The previous evening, as I mentioned, we were in the award-winning Ship & Mitre. The layout is a little irritating in that the handpumps are spread out in groups around the central bar making it difficult to find out what's available when the pub is packed. Two milds were on: Wentworth Maple Mild sounds promising but is actually rather boring, being pale brown with just a hint of unpleasant phenols to break the monotony. Devon Mild was much better: sweeter and with more chocolate than I had expected, but with all the roasted coffee any mild fanatic could ask for.

Séan, meanwhile, veered away from cask ale orthodoxy when the possibility of some Little Creatures Pale Ale opened up. I've heard lots about this Aussie but had never seen it in real life. It's good stuff -- a rock-solid American-style pale ale with a very nice balance between green C-hop bitterness and toffee malts.
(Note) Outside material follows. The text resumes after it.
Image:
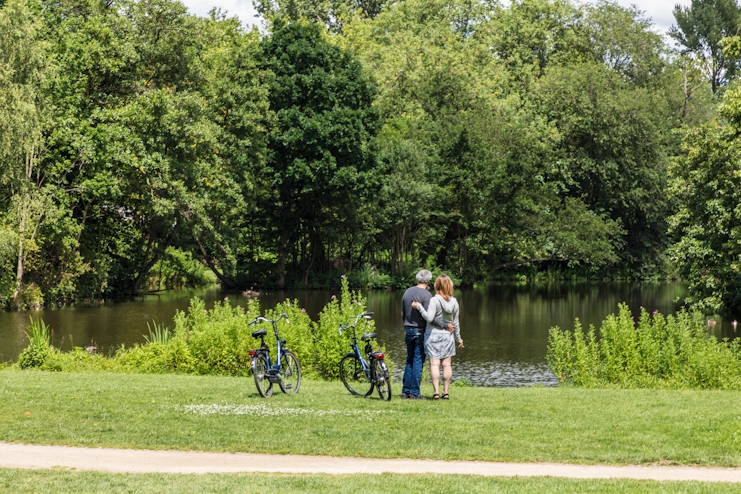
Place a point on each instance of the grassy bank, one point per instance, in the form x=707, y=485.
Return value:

Pint of the trip was a beer I've had before, but never on cask. The Fly In The Loaf was pouring Fuller's London Porter from the cask and it is simply stunning. No. Wait. It's complicatedly stunning. There are all manner of things going on here: hot cross buns, licquorice, dates -- the works -- and all on a silky full body that caresses the throat. Gorgeous gorgeous beer. Next to it at the bar there was a Fuller's beer I didn't know: Red Fox. Very poor, this -- super-sweet and cloying, like crappy keg bitter.

One pint left, and it's where we came in, with local regional Cains. This time we were at their flagship boozer, Doctor Duncan's, as recommended by Melissa. It was just gone 4 on Saturday. The pub was busy with a variety of punters, from post-shopping families to watchers of football. We needed some food and I went to the bar to order. "We stop serving food at 3.30". As Séan put it, that's just like saying "No thank you, we don't want to make any more money". So despite the lovely shiny array of Cains pumpclips and some interesting looking guests, we just stayed for the one. It goes without saying that it was the Cains specialty Raisin Beer. This seems to have started life as an ordinary brown bitter without much happening in it, but the raisins definitely make themselves felt. They taste exactly like raisins -- not raisin extract or concentrate -- real, fresh (for a dried fruit, obviously) raisins. The flavour lasts for ages, and when combined with the malt produces a sensation similar to drinking a glass of Bran Flakes. I loved it, though it would have been nicer with a pie. Everything is.

(A more succinct run-down of the Scouse pub scene is also available, courtesy of Mr R. Scooper.)